Manchester Water Works to sell acreage; towns to lose revenue
Two nonprofits are finalists for buying 7,200 acres of Manchester Water Works land in four area towns, meaning less property tax money for them but more money for Water Works to replace aging water mains.
At stake is more than $780,000 in collective tax payments paid to Auburn, Hooksett, Candia and Chester.
The town of Auburn could see a net loss of about $600,000 a year - enough to fund the fire department, the library and the parks and recreation department. It also represents about $1 on Auburn's tax rate, or about $350 a year for a home assessed at $350,000, according to Town Administrator Bill Herman.
"Any tax exemption or loss of revenue, every dollar one taxpayer saves, the other taxpayers make up for," Herman said last week. "The voters of Auburn have to make a choice to reduce expenditures by that amount of money or the other taxpayers in Auburn make up the difference in their tax bills."
Manchester Water Works paid Auburn a negotiated $670,000 payment last year for about 4,000 acres it owns in town, land used as a buffer to protect the water supply.
Herman said he would expect a nonprofit to pay at least some tax money even with its land in current use, which bases a tax bill not on its real estate market value but on its income-producing capability as if used solely for growing forest or agricultural crops.

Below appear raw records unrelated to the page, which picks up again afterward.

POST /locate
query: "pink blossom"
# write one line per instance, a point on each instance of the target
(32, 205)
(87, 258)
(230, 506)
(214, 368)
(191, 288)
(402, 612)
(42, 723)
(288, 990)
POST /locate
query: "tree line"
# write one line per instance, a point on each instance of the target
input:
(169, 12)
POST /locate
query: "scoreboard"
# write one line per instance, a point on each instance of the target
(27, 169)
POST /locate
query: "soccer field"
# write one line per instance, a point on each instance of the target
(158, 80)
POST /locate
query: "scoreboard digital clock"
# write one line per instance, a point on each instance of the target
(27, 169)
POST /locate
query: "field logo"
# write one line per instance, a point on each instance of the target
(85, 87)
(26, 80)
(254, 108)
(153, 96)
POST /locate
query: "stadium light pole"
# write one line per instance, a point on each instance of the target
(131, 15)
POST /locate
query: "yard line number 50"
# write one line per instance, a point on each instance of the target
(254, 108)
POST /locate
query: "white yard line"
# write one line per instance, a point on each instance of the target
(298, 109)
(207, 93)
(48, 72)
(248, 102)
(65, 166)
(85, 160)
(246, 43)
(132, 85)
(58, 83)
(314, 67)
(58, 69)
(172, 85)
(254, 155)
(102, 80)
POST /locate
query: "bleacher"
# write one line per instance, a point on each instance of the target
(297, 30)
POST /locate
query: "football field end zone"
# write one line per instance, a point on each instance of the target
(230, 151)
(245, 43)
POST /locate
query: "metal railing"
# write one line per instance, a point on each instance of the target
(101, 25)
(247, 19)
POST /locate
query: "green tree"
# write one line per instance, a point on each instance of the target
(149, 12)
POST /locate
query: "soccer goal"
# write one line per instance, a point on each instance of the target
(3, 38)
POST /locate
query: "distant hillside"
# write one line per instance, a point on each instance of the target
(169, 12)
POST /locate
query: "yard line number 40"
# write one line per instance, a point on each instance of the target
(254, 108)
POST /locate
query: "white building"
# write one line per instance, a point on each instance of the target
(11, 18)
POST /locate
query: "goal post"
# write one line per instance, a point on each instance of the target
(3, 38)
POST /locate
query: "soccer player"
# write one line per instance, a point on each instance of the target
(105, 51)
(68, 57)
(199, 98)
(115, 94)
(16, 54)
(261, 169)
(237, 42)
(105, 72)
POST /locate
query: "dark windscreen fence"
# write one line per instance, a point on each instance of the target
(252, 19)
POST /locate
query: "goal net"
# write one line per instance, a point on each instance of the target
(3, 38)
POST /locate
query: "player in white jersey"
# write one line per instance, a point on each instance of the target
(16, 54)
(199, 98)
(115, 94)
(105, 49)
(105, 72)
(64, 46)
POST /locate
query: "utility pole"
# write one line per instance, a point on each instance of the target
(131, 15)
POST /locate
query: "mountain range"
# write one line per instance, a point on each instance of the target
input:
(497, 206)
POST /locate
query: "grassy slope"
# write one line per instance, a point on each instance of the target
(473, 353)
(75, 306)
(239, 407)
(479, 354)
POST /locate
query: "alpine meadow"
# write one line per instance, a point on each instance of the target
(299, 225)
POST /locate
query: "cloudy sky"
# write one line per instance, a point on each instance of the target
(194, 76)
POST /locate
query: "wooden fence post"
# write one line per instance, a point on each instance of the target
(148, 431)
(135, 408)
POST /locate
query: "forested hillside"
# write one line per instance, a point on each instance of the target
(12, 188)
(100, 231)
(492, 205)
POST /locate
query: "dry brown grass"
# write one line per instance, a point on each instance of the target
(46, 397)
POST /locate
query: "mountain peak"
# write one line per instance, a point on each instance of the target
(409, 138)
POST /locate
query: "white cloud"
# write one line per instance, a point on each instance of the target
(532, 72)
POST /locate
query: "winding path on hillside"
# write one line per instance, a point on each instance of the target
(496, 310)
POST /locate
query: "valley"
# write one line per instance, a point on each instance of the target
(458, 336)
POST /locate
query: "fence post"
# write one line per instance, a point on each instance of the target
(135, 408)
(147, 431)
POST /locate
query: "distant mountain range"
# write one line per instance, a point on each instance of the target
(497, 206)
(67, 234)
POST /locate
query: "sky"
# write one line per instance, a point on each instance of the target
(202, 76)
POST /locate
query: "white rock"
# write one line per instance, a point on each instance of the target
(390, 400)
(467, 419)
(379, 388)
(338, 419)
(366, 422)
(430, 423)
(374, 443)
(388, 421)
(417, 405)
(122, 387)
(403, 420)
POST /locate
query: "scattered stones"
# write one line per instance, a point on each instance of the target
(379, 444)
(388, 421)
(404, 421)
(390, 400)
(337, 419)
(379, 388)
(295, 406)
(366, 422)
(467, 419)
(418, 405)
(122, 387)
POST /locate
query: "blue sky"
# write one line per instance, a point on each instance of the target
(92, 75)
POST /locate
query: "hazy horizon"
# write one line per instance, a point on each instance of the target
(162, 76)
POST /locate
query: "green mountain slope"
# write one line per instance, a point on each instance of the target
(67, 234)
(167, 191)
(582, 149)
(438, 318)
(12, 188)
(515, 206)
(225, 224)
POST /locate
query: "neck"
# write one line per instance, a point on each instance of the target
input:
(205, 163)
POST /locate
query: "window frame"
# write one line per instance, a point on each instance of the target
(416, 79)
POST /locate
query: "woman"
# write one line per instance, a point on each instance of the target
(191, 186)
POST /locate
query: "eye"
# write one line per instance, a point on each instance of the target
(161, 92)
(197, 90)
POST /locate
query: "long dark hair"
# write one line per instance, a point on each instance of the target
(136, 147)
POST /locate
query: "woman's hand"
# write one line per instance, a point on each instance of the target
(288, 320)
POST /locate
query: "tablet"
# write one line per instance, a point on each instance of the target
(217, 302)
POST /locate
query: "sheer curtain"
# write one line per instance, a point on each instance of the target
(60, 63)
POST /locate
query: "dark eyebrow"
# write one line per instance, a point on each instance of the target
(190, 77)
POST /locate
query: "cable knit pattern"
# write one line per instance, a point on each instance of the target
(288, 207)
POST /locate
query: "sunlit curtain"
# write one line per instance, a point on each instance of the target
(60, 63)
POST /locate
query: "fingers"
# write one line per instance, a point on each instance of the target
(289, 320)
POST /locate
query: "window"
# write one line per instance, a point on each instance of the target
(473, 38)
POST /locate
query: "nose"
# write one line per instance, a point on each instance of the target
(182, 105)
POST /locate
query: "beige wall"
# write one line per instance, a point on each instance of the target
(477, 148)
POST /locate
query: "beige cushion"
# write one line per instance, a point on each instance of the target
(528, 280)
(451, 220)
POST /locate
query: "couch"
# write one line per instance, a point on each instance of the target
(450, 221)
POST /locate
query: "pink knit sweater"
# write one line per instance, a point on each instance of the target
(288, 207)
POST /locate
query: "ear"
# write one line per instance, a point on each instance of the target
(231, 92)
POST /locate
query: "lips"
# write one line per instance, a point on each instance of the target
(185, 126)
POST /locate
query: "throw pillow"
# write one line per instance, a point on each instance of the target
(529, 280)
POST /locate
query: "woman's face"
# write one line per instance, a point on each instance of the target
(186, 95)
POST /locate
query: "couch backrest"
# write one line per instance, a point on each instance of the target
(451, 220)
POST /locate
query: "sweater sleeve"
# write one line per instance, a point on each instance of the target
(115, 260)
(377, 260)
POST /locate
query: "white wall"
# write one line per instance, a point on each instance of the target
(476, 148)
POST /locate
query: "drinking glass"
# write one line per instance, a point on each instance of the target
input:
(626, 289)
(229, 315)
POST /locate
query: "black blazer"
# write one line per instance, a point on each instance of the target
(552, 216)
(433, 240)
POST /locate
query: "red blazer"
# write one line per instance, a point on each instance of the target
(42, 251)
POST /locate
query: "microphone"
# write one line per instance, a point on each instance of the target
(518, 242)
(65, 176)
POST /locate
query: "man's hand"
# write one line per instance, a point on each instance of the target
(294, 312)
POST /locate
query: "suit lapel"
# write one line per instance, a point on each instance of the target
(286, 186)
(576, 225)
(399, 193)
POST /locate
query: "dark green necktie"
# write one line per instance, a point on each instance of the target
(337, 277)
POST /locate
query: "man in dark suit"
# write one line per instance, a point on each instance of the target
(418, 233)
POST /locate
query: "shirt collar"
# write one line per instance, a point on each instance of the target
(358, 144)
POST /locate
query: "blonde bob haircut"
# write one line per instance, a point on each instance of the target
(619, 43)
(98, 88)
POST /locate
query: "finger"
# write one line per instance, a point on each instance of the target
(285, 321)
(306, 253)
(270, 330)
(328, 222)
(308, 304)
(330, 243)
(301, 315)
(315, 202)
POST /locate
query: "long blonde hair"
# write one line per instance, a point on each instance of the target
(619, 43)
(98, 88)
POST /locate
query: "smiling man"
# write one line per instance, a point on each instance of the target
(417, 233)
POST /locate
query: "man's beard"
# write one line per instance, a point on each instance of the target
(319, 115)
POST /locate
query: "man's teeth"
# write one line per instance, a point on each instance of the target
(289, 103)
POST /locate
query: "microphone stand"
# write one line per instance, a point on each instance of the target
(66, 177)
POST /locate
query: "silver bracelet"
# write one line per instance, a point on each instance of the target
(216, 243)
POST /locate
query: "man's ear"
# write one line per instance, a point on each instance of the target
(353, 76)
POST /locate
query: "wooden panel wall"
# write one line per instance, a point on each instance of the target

"On average, current use is about 10 percent of what a normal tax bill would be," Herman said.
Both finalists - the Society for the Protection of New Hampshire Forests and the Southeast Land Trust of New Hampshire - plan to put the land in current use.
"They seem the best fits ... and have the ability to get this done," said Guy Chabot, deputy director for distribution at Manchester Water Works.
Chabot said officials hope to select one by year's end.
Duane Hyde, the land trust's land protection director, said he would like to work with Manchester Water Works to help the affected towns deal with the expected drop in tax revenue.
"You could phase the project, reach out to the communities and meet with them and find a way to structure the project, so they don't get an instantaneous fiscal impact," Hyde said.
On the flip side, Manchester Water Works, a city department, plans to use its tax savings to replace aging infrastructure. An extra $600,000 would allow for the replacement of 4,000 feet of water main, Chabot said.
"We've got old infrastructure," he said. "Like everyone else, we're trying to stay ahead of the curve."
Water Works serves customers in parts of Manchester, Londonderry, Goffstown, Hooksett, Bedford and Auburn. It also sells water to Pennichuck and to Derry.
For the first half of 2013, Water Works paid Auburn $340,287, Hooksett $28,252, Candia $21,791 and Chester $1,525 for property it now plans to sell, according to Chabot. The tax rates haven't been set in those towns for the second-half bills. Chabot said its overall Hooksett tax bill was a few thousand dollars higher, but Water Works expects to retain some property there, so the $28,252 represents land included in the sale.
Water Works officials eliminated two potential buyers, the Bear-Paw Regional Greenways, a land trust in Deerfield, and Green Crow, a for-profit company based in Washington state with an office in Auburn.
Chabot said the sale probably wouldn't have happened had the Legislature last year passed Senate Bill 337. That bill would have allowed Water Works to place the land in current use, substantially cutting its tax obligation.
Sen. Lou D'Allesandro, D-Manchester, one of the bill's sponsors, said the legislation got sent to study and "is pretty much a dead issue."
"I think people felt losing that amount of money would hurt" the other communities, he said.
D'Allesandro pointed out a similar situation, where Keene pays property taxes to Roxbury, a sum making up a third or more of that town's budget.
Keene paid more than $74,000 in property taxes to Roxbury last year for its ownership of 2,323 acres that includes watershed and reservoirs, according to Donna Hanscom, Keene's assistant public works director.
"It is funded by water users through the water rate charges," she said.
D'Allesandro said cutting the tax bill for Water Works would hurt the towns, but said water customers must foot the tax bills through their water rates.
Herman said Manchester Water Works and Auburn have battled in the courts for years over possible tax breaks, and the two entities eventually agreed on a payment instead of taxes, which last year amounted to $670,000, roughly 13 percent of Auburn's budget. Full-market value would have pushed the tax bill to around $825,000, he said.
For the proposed sale, both nonprofits are relying on securing a $2.2 million grant from the state Department of Environmental Services' Water Supply Land Protection Grant Program to pay for the purchase.
The Forest Society has offered $2.2 million for the land, minus certain expenses. The land trust raised its bid from $1.26 million to $2.45 million, Hyde said.
Forest Society spokesman Jack Savage said his nonprofit would love to own the property, but could do it only if it qualified for current use.
"We're not in a position to pay a large tax bill either, quite frankly," he said.